データセンタ・ショールームが設置されている、日本HPの市ケ谷事業所
一口にカスタマセンタといっても、問い合わせをうける窓口だったり、各種手続きを行うところだったり、ショールームだったりとさまざまな種類がある。そんな中、最近コンピュータ関連で増えているのが、製品に関する各種テストを実施できる、技術検証設備だ。こういったところでは、その会社の製品を実際に使用して、信頼性やパフォーマンスのテスト、ほかの製品と組み合わせた動作確認などを、エンドユーザーが行えることが多く、十分に製品を確認してから購入できるというメリットがある。日本HPもこうした設備をいくつか持っているが、今回紹介するデータセンタ・ショールームもその1つだ。
データセンタ・ショールームが設置されているのは、プリセールス活動を支援するためのインフラを提供する目的で、2001年の2月から同社の市ケ谷事業所の1階と2階に展開されている「市ケ谷カスタマセンタ」。1階にはデータセンタ・ショールームのほか、「大判プリンタ・ショールーム(hp print lab.)」、2階には「デモンストレーション・センタ」「セミナホール」などが設置され、日本HPのパートナーやエンドユーザーは、これらの設備を多目的に使用することができる。

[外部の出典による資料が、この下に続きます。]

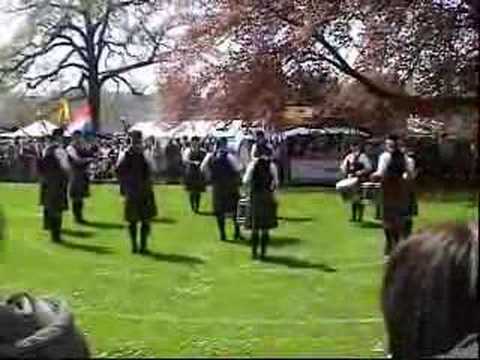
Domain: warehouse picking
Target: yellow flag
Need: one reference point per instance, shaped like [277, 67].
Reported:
[63, 115]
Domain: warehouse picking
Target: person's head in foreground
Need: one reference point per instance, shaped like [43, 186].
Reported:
[430, 293]
[57, 136]
[221, 144]
[391, 143]
[77, 137]
[260, 137]
[195, 142]
[136, 138]
[356, 148]
[39, 328]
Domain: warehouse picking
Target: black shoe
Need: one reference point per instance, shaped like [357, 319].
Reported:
[239, 237]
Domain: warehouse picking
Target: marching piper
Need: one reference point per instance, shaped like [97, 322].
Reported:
[357, 164]
[79, 181]
[54, 170]
[223, 170]
[134, 170]
[394, 170]
[194, 179]
[262, 178]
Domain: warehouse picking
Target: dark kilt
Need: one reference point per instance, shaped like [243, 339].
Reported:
[225, 200]
[194, 179]
[141, 207]
[263, 210]
[79, 186]
[53, 194]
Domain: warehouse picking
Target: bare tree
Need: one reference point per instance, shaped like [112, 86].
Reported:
[82, 45]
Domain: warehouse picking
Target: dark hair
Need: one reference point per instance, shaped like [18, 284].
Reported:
[136, 135]
[430, 291]
[393, 137]
[57, 132]
[221, 142]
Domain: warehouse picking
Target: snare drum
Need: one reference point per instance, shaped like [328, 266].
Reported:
[346, 187]
[244, 212]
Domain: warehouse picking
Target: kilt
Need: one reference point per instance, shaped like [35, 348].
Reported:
[395, 216]
[194, 179]
[53, 194]
[263, 210]
[141, 207]
[79, 186]
[225, 200]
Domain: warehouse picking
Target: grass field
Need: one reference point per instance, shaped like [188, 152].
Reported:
[318, 295]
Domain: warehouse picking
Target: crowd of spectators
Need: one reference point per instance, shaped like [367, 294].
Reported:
[439, 158]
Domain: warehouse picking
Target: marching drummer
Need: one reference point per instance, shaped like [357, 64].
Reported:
[356, 164]
[194, 179]
[395, 169]
[262, 178]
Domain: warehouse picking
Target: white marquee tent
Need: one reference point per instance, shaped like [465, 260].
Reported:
[39, 128]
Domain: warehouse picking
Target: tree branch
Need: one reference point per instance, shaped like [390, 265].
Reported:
[131, 87]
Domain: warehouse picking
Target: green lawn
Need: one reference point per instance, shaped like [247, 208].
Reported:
[197, 296]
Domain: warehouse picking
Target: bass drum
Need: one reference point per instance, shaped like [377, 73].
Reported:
[244, 214]
[244, 152]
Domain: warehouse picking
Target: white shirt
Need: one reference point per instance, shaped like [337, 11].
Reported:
[254, 150]
[205, 166]
[350, 158]
[148, 158]
[247, 178]
[62, 157]
[384, 161]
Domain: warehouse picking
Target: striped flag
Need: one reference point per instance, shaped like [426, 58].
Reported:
[81, 120]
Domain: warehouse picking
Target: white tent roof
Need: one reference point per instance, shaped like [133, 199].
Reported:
[324, 131]
[37, 129]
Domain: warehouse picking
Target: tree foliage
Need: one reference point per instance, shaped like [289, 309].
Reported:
[414, 56]
[82, 45]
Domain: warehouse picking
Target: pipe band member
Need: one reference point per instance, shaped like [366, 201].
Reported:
[262, 178]
[134, 170]
[357, 164]
[55, 170]
[194, 179]
[394, 170]
[79, 181]
[223, 169]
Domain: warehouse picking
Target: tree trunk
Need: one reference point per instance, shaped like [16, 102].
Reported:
[94, 101]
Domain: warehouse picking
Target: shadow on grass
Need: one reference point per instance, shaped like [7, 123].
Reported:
[77, 233]
[297, 263]
[174, 258]
[95, 249]
[295, 219]
[164, 220]
[275, 242]
[206, 213]
[103, 225]
[371, 225]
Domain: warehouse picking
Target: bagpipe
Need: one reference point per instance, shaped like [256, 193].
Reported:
[39, 328]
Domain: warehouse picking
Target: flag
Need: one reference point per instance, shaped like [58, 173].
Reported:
[63, 113]
[81, 119]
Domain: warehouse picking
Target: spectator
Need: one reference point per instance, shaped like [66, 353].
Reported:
[430, 291]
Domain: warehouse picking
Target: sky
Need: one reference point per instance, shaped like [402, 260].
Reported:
[145, 77]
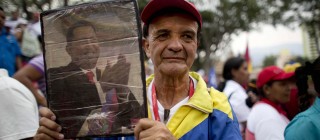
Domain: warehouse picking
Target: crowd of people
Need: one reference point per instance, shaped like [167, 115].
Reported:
[278, 104]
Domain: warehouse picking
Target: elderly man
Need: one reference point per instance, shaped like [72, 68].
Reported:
[10, 58]
[179, 104]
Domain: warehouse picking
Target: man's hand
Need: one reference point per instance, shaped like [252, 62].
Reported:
[147, 129]
[48, 129]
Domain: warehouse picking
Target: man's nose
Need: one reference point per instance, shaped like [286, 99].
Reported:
[175, 44]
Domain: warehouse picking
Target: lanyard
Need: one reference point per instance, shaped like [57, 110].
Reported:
[154, 99]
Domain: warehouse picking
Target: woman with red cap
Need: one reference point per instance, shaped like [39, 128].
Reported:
[267, 119]
[306, 125]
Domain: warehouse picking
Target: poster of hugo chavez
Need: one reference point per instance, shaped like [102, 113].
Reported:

データセンタ・ショールーム内の機器操作は、併設されている「オペレーションブース」から行う。PCに関しては、用意されているワークステーションを利用できるが、自前のPCを持ち込んでの操作することも可能で、中には10台近くのノートPCを持ち込み、負荷がかかっている環境をつくりだしてテストする光景も見受けられた。また、当初インターネット接続環境はなかったが、情報検索などのために接続を希望する声が多く、Bフレッツ回線が追加されている。なお、これらの1階部分は24時間365日体制で運営中だという。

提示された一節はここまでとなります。